Eventers and jumpers across the nation are preparing to compete at the newly built World Equestrian Center and area farms in Ocala. Polo players are legging up their horses for a full season of tournaments at the International Polo Club Palm Beach and Port Mayaca Polo Club in the Wellington area. Dressage riders, hunters, and jumpers are all training for the busy 12 weeks of the World Equestrian Festival. Florida is the winter hub for equestrian sports, and now is the time to plan travel.
If you are preparing to bring your horses down south for the winter, make sure they are ready for the strain of travel and competition. Below are some tips to help prepare your horses for a winter in the Sunshine State:
Supplement with rosehips to give your horse the immune boost needed for travel
The stress of a changing environment, increased workload, and trailering can all have a damaging effect on the immune system. Before leaving your home base, consider supplementing with rosehips. High in vitamin C and chock-full of antioxidants, rosehips are an all-natural immune booster to help with periods of stress that take a toll on the immune system or heavy workloads and trailering that can cause inflammation in joints and ligaments. Rosehips do not interact negatively with other supplements and are permitted for competition use. The change in climate and sandy soil in Florida often leads to cracked hooves and slow hoof growth.
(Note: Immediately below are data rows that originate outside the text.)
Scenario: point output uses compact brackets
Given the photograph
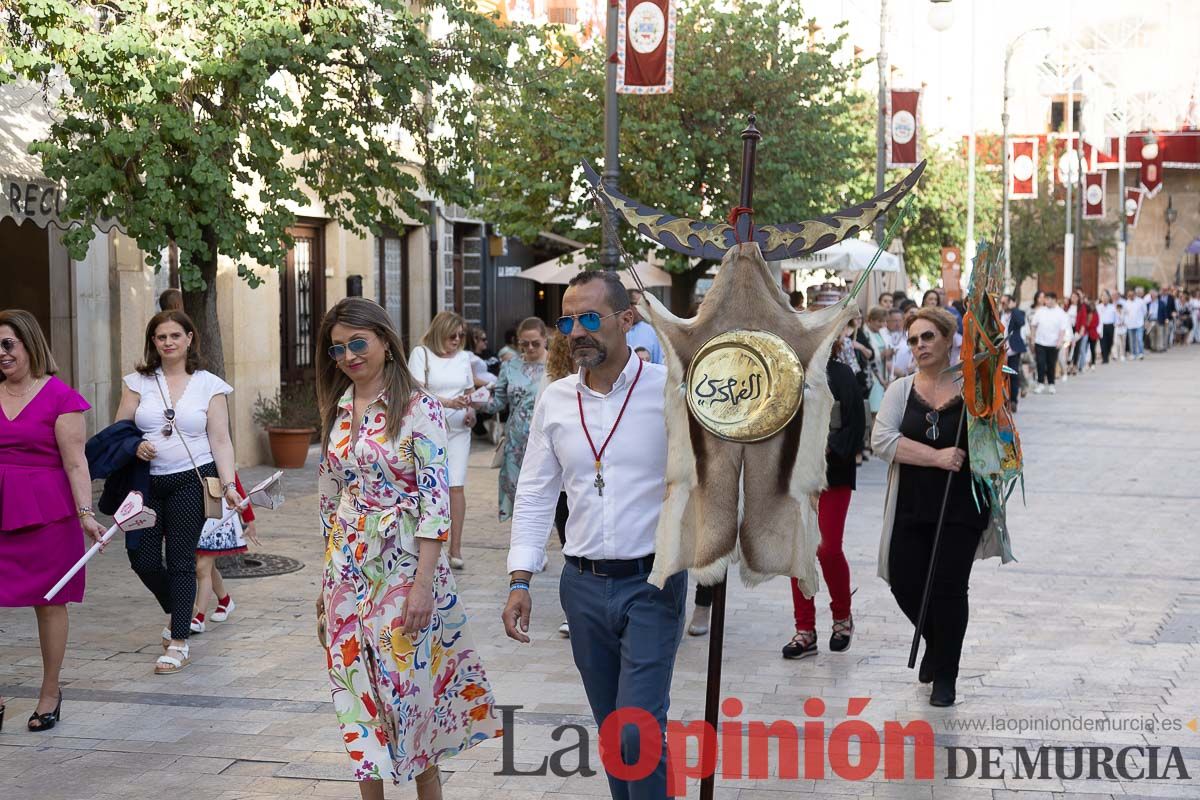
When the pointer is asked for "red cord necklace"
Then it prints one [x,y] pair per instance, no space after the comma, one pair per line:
[598,453]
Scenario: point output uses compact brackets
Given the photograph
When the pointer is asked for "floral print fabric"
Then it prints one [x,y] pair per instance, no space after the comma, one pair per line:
[402,703]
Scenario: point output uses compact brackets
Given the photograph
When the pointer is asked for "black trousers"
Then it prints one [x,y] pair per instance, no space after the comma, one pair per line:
[946,624]
[1014,380]
[1048,362]
[179,501]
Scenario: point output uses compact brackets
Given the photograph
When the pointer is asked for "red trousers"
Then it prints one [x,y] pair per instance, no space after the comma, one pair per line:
[832,510]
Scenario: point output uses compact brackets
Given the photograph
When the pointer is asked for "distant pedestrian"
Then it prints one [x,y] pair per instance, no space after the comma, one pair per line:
[1051,331]
[1108,317]
[1134,316]
[845,443]
[219,540]
[45,497]
[1013,319]
[642,334]
[443,367]
[517,389]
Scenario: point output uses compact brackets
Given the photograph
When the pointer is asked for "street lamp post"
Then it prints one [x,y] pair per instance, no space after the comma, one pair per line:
[1005,168]
[881,115]
[610,257]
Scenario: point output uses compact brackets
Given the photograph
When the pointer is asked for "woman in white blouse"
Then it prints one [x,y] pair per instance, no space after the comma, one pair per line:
[443,367]
[181,411]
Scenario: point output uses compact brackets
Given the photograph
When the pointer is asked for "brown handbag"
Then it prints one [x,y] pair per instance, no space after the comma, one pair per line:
[214,498]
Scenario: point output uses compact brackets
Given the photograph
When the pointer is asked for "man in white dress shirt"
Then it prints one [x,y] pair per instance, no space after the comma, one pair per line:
[600,434]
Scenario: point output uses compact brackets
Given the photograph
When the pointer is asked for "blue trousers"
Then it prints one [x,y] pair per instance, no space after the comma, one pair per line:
[624,637]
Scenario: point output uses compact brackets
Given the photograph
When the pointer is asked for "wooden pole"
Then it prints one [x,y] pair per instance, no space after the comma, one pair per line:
[713,690]
[750,137]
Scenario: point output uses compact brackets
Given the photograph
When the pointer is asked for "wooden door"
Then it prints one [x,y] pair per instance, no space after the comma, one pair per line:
[301,304]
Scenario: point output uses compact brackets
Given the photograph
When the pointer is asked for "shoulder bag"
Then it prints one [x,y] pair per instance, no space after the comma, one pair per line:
[213,494]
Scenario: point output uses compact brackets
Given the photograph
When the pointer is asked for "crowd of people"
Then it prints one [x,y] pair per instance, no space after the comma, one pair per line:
[576,415]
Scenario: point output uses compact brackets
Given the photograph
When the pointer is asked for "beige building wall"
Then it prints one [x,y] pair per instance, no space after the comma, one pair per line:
[1147,254]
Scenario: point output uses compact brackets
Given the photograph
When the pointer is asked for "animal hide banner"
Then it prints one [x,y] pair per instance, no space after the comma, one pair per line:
[729,501]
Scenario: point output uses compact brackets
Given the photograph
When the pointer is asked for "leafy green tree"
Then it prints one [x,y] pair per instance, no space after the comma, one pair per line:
[1037,228]
[679,152]
[203,124]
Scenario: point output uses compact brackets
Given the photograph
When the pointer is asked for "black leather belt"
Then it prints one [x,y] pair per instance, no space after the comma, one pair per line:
[612,567]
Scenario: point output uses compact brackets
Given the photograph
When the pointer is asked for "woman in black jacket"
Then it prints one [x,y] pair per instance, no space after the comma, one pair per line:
[845,444]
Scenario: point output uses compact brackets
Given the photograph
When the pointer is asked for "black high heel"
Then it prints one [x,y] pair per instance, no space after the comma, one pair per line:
[46,721]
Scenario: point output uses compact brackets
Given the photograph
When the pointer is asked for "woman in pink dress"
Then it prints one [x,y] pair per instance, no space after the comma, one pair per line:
[45,495]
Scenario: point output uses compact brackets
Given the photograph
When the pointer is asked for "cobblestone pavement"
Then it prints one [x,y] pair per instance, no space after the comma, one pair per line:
[1098,621]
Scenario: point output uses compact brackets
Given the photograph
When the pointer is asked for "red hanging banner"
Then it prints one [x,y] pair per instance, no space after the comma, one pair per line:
[646,36]
[1134,196]
[904,119]
[1023,169]
[1151,172]
[1093,196]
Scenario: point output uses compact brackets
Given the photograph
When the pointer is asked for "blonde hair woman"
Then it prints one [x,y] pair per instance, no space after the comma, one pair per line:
[918,434]
[408,687]
[442,366]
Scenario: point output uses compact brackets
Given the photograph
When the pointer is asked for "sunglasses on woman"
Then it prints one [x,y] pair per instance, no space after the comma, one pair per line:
[589,320]
[358,347]
[927,337]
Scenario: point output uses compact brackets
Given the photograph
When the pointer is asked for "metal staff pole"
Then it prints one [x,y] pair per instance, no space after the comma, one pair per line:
[744,224]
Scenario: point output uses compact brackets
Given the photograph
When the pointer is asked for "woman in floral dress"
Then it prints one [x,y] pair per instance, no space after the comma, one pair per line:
[408,687]
[521,382]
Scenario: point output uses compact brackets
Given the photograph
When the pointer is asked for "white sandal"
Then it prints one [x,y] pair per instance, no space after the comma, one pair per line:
[169,665]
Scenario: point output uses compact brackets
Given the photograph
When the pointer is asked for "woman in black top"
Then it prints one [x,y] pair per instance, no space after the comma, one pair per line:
[930,444]
[845,443]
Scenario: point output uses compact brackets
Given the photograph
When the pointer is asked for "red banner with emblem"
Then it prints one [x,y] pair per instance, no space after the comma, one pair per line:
[1134,196]
[1151,172]
[904,124]
[646,38]
[1023,169]
[1093,196]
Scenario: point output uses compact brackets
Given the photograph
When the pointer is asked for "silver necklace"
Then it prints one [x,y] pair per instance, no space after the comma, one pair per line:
[24,394]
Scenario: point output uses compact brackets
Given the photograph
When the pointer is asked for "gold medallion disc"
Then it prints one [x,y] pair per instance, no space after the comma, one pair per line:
[745,385]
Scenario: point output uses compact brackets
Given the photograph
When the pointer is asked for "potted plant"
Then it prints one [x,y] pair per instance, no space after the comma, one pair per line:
[291,420]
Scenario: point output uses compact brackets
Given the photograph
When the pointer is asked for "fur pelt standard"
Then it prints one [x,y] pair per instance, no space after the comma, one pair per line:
[750,501]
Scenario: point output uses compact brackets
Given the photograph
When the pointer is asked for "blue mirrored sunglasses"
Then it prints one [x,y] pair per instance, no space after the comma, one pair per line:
[589,320]
[358,347]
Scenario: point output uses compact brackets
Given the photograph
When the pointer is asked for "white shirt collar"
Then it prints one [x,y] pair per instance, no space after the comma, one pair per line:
[627,374]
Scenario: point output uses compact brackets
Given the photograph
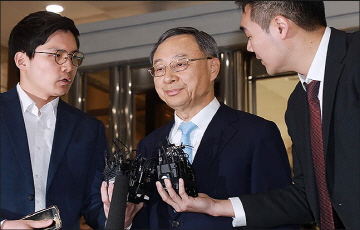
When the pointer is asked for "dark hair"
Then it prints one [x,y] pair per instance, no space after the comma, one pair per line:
[35,29]
[205,41]
[308,15]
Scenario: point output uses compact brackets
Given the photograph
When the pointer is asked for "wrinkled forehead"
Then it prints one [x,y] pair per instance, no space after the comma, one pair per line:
[176,47]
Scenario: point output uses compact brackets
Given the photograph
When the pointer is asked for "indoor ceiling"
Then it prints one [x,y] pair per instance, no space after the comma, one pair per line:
[84,11]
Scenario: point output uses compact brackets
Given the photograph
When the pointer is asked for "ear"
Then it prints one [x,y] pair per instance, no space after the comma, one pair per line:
[20,59]
[282,26]
[214,68]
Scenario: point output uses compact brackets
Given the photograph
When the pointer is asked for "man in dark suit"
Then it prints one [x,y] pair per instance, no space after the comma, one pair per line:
[51,153]
[293,36]
[233,152]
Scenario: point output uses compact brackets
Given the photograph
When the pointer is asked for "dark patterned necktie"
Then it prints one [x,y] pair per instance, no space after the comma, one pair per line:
[317,149]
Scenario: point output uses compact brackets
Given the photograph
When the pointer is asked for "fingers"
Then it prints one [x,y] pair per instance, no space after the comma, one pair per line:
[40,223]
[26,224]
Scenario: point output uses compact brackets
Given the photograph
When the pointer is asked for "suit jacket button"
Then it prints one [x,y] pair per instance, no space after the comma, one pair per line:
[175,224]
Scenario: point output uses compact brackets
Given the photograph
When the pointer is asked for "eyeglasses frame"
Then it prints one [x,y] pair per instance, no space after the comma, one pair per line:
[187,60]
[71,58]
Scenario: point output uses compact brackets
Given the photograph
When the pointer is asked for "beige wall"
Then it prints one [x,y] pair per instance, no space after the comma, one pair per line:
[4,68]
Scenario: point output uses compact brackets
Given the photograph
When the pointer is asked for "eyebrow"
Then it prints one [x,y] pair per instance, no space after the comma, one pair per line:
[176,56]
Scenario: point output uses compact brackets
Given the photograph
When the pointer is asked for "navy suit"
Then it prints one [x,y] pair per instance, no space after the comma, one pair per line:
[239,153]
[75,171]
[341,136]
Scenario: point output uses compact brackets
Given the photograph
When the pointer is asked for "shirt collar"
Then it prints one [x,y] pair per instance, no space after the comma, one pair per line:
[317,68]
[28,104]
[202,118]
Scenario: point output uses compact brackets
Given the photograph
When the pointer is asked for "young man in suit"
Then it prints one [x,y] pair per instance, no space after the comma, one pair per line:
[233,152]
[51,153]
[293,36]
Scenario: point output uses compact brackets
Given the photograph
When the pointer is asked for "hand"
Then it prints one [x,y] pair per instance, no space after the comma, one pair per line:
[131,209]
[202,204]
[106,195]
[26,224]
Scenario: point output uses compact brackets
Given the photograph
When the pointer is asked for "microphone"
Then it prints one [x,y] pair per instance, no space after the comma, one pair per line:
[116,217]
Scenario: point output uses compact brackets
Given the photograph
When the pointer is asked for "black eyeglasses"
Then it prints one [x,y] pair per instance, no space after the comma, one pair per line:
[176,65]
[61,57]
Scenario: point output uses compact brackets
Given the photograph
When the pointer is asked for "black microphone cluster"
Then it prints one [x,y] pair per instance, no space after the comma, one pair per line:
[170,162]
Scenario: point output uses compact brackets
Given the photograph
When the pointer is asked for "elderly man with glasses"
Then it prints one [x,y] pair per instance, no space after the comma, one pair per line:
[51,153]
[233,153]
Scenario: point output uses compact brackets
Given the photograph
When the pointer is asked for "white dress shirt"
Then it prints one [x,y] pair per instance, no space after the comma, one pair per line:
[316,72]
[201,119]
[40,127]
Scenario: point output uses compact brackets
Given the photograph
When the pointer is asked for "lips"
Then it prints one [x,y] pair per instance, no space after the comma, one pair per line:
[172,92]
[65,80]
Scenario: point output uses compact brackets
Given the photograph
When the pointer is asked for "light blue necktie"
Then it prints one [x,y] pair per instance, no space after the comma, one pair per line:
[186,129]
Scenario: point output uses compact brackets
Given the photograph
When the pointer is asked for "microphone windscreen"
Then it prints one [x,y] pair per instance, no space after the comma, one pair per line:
[116,217]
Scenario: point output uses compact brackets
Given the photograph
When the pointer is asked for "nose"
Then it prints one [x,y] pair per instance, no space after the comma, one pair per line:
[249,46]
[67,66]
[170,76]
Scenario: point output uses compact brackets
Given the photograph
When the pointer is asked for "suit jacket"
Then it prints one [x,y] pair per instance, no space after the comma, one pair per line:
[341,137]
[75,170]
[240,153]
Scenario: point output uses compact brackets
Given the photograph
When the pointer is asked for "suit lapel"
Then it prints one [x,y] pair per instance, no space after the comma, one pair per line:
[336,52]
[65,125]
[14,122]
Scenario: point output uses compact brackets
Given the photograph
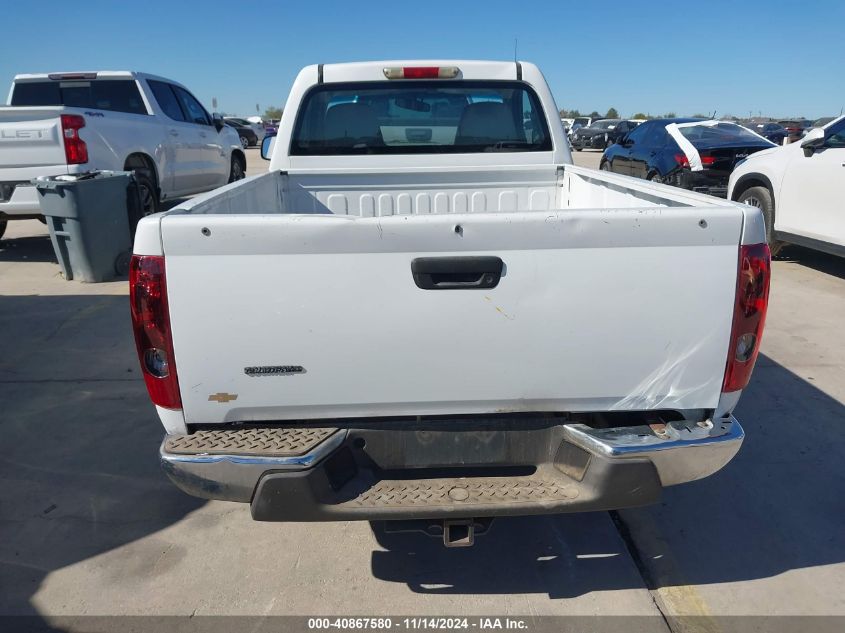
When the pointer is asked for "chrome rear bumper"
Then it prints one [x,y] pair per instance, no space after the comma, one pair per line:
[583,467]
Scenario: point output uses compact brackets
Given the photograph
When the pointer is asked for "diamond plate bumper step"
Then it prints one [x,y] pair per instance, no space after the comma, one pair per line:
[464,491]
[264,442]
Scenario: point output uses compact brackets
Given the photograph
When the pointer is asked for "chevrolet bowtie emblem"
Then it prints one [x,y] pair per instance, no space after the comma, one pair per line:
[222,398]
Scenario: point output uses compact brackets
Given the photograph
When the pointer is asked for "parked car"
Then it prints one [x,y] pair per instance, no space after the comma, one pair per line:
[695,154]
[773,132]
[578,123]
[620,130]
[257,128]
[595,136]
[69,123]
[795,128]
[800,189]
[246,134]
[819,123]
[447,394]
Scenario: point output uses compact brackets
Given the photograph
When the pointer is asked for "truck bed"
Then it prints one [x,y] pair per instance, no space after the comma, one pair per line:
[292,294]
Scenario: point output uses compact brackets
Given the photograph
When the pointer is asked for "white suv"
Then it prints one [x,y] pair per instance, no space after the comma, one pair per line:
[800,189]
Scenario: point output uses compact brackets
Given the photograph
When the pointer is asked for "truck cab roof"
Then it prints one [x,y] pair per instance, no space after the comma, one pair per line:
[466,69]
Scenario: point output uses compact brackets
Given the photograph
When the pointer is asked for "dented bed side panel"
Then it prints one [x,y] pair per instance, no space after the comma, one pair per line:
[596,310]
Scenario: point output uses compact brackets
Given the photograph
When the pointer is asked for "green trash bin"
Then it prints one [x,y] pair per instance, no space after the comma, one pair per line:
[90,217]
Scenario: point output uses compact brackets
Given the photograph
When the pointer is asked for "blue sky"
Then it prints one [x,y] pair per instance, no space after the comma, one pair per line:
[775,57]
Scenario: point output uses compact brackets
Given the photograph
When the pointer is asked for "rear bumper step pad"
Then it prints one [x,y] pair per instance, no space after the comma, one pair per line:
[444,470]
[267,442]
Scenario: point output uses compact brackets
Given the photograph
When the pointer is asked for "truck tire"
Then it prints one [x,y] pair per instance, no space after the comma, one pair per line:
[147,191]
[761,198]
[238,169]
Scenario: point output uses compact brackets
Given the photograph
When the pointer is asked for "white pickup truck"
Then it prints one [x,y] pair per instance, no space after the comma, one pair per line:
[67,123]
[425,311]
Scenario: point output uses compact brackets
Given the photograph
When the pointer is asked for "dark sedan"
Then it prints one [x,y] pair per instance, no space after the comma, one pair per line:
[796,128]
[595,136]
[246,134]
[773,132]
[695,154]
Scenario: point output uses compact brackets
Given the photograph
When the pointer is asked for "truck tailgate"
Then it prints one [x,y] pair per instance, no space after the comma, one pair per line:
[31,137]
[279,317]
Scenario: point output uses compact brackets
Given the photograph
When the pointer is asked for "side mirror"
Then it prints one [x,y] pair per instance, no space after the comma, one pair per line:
[812,141]
[267,146]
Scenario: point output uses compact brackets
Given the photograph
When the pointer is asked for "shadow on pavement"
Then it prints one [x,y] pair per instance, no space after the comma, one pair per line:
[27,249]
[822,262]
[78,470]
[562,556]
[777,506]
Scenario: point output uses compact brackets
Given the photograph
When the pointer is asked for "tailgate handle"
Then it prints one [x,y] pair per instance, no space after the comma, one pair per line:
[456,273]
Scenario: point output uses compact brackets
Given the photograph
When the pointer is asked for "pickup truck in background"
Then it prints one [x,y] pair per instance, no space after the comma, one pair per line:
[68,123]
[424,311]
[800,189]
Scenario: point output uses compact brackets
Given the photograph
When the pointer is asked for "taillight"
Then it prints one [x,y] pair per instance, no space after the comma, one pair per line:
[683,161]
[151,322]
[76,152]
[421,72]
[752,300]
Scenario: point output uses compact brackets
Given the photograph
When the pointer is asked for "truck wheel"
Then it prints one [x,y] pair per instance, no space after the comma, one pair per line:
[148,194]
[238,170]
[761,198]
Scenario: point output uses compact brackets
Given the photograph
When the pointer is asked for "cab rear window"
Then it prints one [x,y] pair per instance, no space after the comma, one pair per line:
[118,95]
[420,117]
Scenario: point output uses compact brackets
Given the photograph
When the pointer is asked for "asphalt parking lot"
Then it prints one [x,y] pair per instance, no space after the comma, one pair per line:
[90,526]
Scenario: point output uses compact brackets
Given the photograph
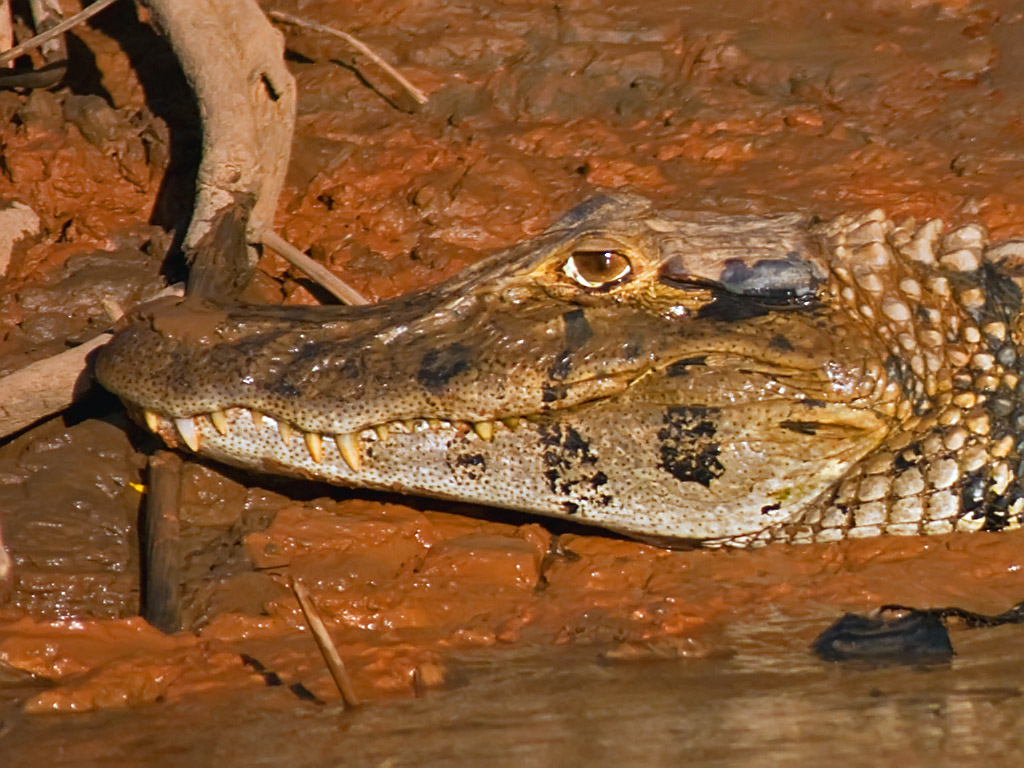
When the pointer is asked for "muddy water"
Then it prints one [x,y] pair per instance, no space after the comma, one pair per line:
[475,636]
[769,705]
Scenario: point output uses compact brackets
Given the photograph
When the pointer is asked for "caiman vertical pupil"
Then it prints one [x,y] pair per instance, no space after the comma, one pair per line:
[597,267]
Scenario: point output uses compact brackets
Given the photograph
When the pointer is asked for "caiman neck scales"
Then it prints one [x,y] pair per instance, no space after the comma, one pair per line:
[680,376]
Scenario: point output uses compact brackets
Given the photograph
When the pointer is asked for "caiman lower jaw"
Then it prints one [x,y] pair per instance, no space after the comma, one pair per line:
[187,430]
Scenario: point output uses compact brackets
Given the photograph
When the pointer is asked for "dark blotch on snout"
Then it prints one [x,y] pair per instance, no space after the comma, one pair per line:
[578,333]
[440,366]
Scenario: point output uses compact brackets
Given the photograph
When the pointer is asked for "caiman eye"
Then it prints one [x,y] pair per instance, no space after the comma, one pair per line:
[596,267]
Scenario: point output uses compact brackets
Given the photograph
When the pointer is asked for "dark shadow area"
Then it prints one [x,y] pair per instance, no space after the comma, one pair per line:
[169,97]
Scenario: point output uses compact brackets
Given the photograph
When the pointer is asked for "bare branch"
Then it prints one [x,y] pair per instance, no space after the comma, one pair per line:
[361,47]
[326,645]
[316,271]
[39,40]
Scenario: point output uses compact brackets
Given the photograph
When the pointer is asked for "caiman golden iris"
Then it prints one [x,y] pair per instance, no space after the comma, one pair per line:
[687,377]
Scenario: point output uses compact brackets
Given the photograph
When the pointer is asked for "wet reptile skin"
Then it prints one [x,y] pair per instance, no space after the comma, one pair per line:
[723,380]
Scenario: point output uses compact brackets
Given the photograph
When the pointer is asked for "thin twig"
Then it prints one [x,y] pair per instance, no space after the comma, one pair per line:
[61,28]
[321,274]
[415,92]
[326,645]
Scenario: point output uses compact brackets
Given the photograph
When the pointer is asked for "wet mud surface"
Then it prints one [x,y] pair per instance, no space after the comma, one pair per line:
[474,634]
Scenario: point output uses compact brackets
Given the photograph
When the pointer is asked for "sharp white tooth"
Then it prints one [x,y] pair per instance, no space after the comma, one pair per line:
[186,428]
[348,444]
[219,419]
[484,428]
[315,445]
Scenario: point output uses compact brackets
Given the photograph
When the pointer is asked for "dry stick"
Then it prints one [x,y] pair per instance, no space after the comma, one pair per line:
[326,645]
[61,28]
[44,387]
[358,45]
[317,272]
[162,595]
[6,26]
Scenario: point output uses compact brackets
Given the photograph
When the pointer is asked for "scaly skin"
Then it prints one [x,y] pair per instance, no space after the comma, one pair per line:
[682,377]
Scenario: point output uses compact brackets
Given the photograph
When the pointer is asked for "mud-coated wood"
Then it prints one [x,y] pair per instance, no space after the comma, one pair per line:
[162,580]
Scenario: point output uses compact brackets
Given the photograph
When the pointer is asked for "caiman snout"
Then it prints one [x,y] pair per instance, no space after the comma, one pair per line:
[686,376]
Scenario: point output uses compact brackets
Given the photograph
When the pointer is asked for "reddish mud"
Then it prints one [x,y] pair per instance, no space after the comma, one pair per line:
[817,107]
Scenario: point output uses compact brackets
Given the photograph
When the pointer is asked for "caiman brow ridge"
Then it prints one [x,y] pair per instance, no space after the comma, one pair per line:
[683,376]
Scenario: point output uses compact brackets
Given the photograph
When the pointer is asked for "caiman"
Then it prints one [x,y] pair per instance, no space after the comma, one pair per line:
[695,378]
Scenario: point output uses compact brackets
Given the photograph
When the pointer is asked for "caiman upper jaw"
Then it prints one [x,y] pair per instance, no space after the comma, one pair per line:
[711,378]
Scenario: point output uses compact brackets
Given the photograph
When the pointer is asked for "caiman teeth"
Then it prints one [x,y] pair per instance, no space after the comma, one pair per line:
[348,445]
[314,443]
[219,419]
[186,428]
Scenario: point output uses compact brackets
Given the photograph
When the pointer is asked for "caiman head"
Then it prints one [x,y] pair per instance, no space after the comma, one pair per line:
[685,376]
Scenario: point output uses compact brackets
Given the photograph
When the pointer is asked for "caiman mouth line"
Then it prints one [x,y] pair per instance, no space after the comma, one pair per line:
[349,444]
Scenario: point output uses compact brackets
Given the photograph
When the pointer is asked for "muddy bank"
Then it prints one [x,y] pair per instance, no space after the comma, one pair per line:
[791,107]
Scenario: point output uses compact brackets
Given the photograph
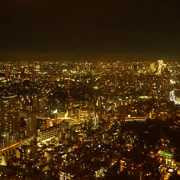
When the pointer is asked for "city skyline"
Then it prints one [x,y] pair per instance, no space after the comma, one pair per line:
[93,30]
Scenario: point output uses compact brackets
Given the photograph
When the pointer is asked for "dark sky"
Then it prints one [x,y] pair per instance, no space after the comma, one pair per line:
[133,30]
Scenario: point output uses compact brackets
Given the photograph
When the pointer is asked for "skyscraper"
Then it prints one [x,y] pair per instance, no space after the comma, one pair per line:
[9,119]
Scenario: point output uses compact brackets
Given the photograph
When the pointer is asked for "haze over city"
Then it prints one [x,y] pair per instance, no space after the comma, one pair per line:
[93,30]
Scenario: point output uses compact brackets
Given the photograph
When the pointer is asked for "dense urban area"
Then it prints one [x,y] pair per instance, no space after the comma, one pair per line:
[89,120]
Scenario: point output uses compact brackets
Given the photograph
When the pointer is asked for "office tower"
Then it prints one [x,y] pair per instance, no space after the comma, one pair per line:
[9,119]
[160,64]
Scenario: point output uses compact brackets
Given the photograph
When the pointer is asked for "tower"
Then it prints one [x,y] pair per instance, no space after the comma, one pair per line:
[160,64]
[9,119]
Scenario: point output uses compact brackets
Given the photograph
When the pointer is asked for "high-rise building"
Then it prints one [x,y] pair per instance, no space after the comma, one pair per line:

Packed with biotin, omega fatty acids, and essential minerals, rosehips will help strengthen hooves and promote growth. These nutrients don’t only help the hoof, but also the coat. If you are planning on body clipping and want to see a little extra coat shine, rosehips offer the added boost to keep your horse looking its best.
Be consistent with feed and hay
Since transport is often hard on horses, it is vital to keep elements in their routine consistent before and during travel. If dietary changes are needed, make sure to incorporate them slowly to reduce the risk of gastric ulcers or colic. Horses taking multi-day trips or flying to their new locations may benefit from a temporary decrease in high-energy or carbohydrate-heavy feeds, as they can affect gastrointestinal and muscular health. Offering plenty of hay in slow-release hay nets will keep horses busy and relaxed and provide support for any stomach acid buildup.
Hydration is crucial
Hydration is critical to a horse arriving in Florida healthy and in competition-ready shape. Adding electrolytes to feed or drinking water a week before arrival and continuing a week after arrival will increase thirst and help ensure your horse keeps drinking, even when stressed or changes in their regular drinking water taste occur. The heat in Florida may come as a bit of a shock to northern horses, and dehydration can lead to colic, so be sure to monitor how much water your horse is consuming during their first couple of weeks in their new winter home.
Regular rest and relaxation will keep your horse mentally and physically sound
Transporting concerns often depends on the individual horse. Some horses are super well-behaved and are happy to hop on a trailer and take a ride. Others may get anxious, sweat, and experience distress when trailering. Whether or not your horse is displaying stressed-out behavior, keep in mind travel is always somewhat difficult for horses. Knowing your horse’s individual needs is key to easy travel. Horses should have the ability to stop and rest, get a drink, and move around for at least 30 minutes for every six hours of travel time. During this rest period, make sure to check for signs of discomfort such as sweating and anxiousness.
It is not always easy to ship in advance of your first training rise or competition, but if possible allocate some additional time upon arrival for decompression and relaxation. Taking a few days to relax, turn out and graze, or hand walk can help your horse adjust to its new surroundings, as well as the Florida heat and humidity, without the added pressure of being ridden and competing.
Preparation is important when planning for a winter season in Florida. Providing a little extra support for your horse will ensure the trip down south goes smoothly and is free of stress. Good luck this winter!